Article 2 : La demande présentée par M. E... et Mme F... devant le tribunal administratif de Marseille est rejetée.
Article 3 : M. E... et Mme F... verseront globalement une somme de 1 000 euros respectivement à la commune de Mallemort et au centre de formation TP-CFA-PACA au titre de l'article L. 761-1 du code de justice administrative.
Article 4 : Les conclusions présentées par M. E... et Mme F... au titre de l'article L. 761-1 du code de justice administrative sont rejetées.

Article 5 : Le présent arrêt sera notifié à M. C... E...et Mme A...F..., à la commune de Mallemort et au centre de formation TP-CFA-PACA.

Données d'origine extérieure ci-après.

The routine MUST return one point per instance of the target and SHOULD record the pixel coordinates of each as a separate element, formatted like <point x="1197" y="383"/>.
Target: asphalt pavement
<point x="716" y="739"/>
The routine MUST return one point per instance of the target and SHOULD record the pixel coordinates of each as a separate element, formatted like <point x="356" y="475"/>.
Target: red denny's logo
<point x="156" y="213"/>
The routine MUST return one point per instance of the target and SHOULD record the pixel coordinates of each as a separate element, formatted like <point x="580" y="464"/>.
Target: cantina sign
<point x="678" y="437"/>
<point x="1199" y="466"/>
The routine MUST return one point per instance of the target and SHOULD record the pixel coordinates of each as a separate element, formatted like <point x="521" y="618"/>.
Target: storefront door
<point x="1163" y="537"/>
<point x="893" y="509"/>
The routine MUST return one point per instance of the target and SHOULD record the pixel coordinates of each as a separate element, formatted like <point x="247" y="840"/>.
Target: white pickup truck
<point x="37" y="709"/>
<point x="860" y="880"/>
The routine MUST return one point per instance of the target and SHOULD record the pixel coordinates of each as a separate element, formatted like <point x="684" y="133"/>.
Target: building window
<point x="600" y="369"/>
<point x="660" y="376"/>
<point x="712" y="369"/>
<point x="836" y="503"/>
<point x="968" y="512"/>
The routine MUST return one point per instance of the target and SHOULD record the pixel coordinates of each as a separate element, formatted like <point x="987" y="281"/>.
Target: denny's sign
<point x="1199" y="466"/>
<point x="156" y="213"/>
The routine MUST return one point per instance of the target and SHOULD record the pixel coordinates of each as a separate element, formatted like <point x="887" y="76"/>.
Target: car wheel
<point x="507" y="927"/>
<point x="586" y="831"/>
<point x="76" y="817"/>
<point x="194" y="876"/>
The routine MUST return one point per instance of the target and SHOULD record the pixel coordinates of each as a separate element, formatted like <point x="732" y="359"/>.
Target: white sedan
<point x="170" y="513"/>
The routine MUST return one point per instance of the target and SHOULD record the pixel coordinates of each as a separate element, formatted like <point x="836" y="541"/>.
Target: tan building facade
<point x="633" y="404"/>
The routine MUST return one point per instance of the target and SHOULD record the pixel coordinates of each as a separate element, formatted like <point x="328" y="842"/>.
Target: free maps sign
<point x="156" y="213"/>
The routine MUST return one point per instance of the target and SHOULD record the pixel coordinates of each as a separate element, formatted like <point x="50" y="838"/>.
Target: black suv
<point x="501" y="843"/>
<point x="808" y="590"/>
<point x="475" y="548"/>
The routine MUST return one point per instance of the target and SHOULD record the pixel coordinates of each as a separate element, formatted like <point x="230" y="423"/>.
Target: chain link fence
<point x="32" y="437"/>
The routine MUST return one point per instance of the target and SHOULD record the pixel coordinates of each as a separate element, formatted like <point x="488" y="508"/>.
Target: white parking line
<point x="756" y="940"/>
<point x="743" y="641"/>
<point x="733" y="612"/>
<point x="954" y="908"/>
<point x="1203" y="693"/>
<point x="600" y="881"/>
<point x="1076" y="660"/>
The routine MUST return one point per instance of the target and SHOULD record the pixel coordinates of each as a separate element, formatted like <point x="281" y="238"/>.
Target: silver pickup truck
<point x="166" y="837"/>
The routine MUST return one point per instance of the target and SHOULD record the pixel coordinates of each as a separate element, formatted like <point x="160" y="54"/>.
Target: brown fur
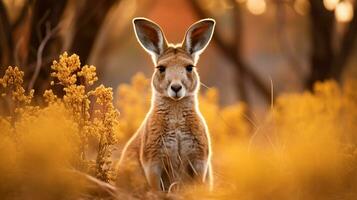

Délibéré après l'audience du 9 mars 2017, où siégeaient :

- Mme Josset, présidente assesseure, présidant la formation de jugement en application de l'article R. 222-26 du code de justice administrative,
- Mme Féménia, première conseillère,
- M. Gonneau, premier conseiller.

Lu en audience publique, le 23 mars 2017.

2
N° 15MA00542






Analyse

Abstrats : 54-01-05 Procédure. Introduction de l'instance. Qualité pour agir.
68-03 Urbanisme et aménagement du territoire. Permis de construire.